The Asian Football Confederation (AFC) exco also pledged to lobby its members to support president Sheikh Salman Ebrahim Al Khalifa, in a meeting ahead of yesterday's AFC awards.
The Bahraini royal was set to appear before hundreds of delegates at the awards show in New Delhi after emerging as a leading candidate for the Feb 26 Fifa presidential vote.
"The (exco) meeting expressed their utmost confidence in Sheikh Salman's ability to restore Fifa's credibility," said an AFC statement from the Indian capital.
"They added that Sheikh Salman has demonstrated his leadership qualities since taking over as AFC president and it was crucial to elect Sheikh Salman as he was 'someone who could rebuild Fifa and make Fifa better in the future'."
Sheikh Salman's odds have narrowed after Uefa president Michel Platini was suspended over a suspect 2 million Swiss francs (S$2.75 million) payment.
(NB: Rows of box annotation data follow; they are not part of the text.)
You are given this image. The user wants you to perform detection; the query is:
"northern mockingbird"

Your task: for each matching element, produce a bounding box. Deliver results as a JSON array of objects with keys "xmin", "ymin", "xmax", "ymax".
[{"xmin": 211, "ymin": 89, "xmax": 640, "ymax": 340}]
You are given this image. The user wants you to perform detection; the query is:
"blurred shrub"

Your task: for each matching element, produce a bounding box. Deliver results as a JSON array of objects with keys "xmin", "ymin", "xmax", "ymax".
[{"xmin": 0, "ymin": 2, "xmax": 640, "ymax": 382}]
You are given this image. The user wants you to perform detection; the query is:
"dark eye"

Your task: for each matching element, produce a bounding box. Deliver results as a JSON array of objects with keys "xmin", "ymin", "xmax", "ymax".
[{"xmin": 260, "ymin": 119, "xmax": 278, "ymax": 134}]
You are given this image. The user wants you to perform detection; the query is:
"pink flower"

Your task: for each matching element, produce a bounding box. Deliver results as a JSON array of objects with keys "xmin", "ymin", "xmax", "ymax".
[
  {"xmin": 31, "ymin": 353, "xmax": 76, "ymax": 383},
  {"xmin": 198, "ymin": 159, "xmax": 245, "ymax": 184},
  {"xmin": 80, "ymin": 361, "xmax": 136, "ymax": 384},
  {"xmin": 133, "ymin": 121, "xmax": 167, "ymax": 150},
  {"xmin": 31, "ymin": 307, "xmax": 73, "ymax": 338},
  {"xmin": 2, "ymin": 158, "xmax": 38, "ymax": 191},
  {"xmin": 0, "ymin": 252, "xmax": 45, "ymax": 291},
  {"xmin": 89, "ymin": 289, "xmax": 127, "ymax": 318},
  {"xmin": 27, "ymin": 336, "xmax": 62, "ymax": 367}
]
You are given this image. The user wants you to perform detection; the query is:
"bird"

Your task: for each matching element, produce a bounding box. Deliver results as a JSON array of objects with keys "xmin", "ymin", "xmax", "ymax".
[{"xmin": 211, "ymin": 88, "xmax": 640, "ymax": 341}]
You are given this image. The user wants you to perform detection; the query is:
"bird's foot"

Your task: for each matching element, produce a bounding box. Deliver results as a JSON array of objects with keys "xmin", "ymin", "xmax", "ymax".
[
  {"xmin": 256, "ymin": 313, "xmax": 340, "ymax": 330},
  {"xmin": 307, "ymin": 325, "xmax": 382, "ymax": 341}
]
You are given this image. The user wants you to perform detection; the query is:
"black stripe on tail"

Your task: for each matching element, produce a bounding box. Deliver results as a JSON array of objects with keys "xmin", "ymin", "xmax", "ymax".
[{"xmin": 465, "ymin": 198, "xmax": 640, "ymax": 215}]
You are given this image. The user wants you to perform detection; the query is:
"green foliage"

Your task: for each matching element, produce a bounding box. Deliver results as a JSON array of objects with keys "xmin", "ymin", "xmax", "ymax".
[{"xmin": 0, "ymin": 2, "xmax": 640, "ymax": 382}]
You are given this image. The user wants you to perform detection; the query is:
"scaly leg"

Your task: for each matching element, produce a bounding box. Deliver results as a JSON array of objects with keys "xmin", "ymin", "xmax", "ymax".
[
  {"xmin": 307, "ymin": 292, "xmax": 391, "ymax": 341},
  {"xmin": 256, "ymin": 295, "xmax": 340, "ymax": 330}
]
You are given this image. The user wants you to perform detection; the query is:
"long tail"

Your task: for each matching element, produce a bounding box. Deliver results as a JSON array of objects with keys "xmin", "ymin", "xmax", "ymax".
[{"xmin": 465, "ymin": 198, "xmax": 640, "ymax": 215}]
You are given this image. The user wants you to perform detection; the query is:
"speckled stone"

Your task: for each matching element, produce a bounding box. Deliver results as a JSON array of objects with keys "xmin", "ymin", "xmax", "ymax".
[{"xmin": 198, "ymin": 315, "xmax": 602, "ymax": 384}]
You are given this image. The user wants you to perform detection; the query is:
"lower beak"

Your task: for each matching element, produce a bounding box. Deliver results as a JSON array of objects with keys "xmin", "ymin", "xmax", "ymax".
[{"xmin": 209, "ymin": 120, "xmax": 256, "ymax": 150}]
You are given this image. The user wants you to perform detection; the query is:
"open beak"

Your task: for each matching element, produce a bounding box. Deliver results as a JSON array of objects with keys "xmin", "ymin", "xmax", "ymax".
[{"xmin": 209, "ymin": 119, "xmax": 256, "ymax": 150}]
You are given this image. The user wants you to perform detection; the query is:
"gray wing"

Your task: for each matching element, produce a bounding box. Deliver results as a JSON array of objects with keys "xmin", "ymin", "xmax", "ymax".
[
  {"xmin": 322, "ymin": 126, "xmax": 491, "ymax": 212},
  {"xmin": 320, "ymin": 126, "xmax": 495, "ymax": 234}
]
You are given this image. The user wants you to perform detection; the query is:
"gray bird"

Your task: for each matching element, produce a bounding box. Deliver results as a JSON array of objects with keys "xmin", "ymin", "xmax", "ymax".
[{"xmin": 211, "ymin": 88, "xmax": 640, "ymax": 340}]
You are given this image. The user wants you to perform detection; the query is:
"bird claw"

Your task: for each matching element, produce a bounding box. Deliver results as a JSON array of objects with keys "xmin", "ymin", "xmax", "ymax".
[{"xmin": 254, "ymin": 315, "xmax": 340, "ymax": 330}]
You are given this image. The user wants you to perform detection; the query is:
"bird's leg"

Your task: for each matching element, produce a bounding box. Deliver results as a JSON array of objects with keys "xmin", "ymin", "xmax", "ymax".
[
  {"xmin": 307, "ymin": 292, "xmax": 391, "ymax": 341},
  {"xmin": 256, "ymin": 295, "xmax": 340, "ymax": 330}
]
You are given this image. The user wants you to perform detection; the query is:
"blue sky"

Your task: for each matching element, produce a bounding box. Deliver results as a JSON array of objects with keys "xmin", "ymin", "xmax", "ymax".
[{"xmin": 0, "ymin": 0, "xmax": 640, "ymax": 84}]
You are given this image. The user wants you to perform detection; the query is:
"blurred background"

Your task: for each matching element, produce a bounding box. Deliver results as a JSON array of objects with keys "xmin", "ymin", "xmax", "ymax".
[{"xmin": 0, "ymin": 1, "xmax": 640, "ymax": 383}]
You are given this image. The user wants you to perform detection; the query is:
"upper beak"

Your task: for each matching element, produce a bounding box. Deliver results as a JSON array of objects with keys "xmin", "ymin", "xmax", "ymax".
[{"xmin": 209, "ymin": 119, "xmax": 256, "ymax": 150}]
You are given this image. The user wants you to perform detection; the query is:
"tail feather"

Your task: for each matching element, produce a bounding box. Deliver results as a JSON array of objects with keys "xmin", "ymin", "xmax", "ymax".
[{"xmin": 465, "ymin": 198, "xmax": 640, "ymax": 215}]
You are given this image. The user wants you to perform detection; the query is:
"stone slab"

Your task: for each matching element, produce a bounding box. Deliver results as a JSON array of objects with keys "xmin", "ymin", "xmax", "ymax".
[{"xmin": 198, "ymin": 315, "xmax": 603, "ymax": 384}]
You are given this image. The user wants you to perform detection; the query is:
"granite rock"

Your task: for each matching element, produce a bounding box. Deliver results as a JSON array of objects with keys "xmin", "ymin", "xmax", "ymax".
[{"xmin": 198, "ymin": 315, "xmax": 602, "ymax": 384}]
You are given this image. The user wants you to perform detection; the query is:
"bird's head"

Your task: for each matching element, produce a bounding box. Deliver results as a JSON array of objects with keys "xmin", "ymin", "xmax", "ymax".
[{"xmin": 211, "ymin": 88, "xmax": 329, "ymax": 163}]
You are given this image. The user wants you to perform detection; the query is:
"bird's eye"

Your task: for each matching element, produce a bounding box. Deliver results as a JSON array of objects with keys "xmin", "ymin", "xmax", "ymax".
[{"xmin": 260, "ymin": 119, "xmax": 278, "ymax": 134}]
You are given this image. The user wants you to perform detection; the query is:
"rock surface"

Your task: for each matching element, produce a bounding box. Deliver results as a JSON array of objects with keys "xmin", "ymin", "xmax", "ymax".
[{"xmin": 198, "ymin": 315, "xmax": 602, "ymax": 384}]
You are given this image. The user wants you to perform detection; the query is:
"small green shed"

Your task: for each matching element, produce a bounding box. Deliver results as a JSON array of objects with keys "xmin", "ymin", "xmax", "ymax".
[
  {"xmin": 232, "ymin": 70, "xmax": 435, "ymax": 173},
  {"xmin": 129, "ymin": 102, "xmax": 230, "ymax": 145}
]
The Frenchman's lawyer says Fifa's ethics committee is seeking a life ban.
As head of one of Fifa's biggest confederations, and with the backing of powerful Kuwaiti Fifa exco member Sheikh Ahmad Al Fahad Al Sabah, Sheikh Salman is among the strongest of the five current candidates.
In a sign of his rising fortunes, the AFC boss said he was "confident" the next Fifa head would come from Asia, a development which would break new ground for world football.
"It is a big support for my campaign, as well as an honour for me, to have the endorsement and full backing of the AFC executive committee," Sheikh Salman said in the statement. "Since you are the elected representatives of the AFC member associations, it also sends a strong message that Asia is behind one candidate.
"I thank you for your support and invaluable advice. I am confident that the next president of Fifa will be from Asia.
"This would not only be a recognition of the ever-increasing role that Asia and Asian football has, but also will allow us to have a say in shaping a better future for this great game."
The former ally of suspended Fifa chief Sepp Blatter faces challenges from Uefa general secretary Gianni Infantino and Asian rival Prince Ali Al Hussein of Jordan, who have both pledged a path of reform.
Fifa has become mired in a mess of corruption claims, many of them surrounding alleged bribes during bidding to host the 2018 and 2022 World Cup Finals awarded to Russia and Qatar.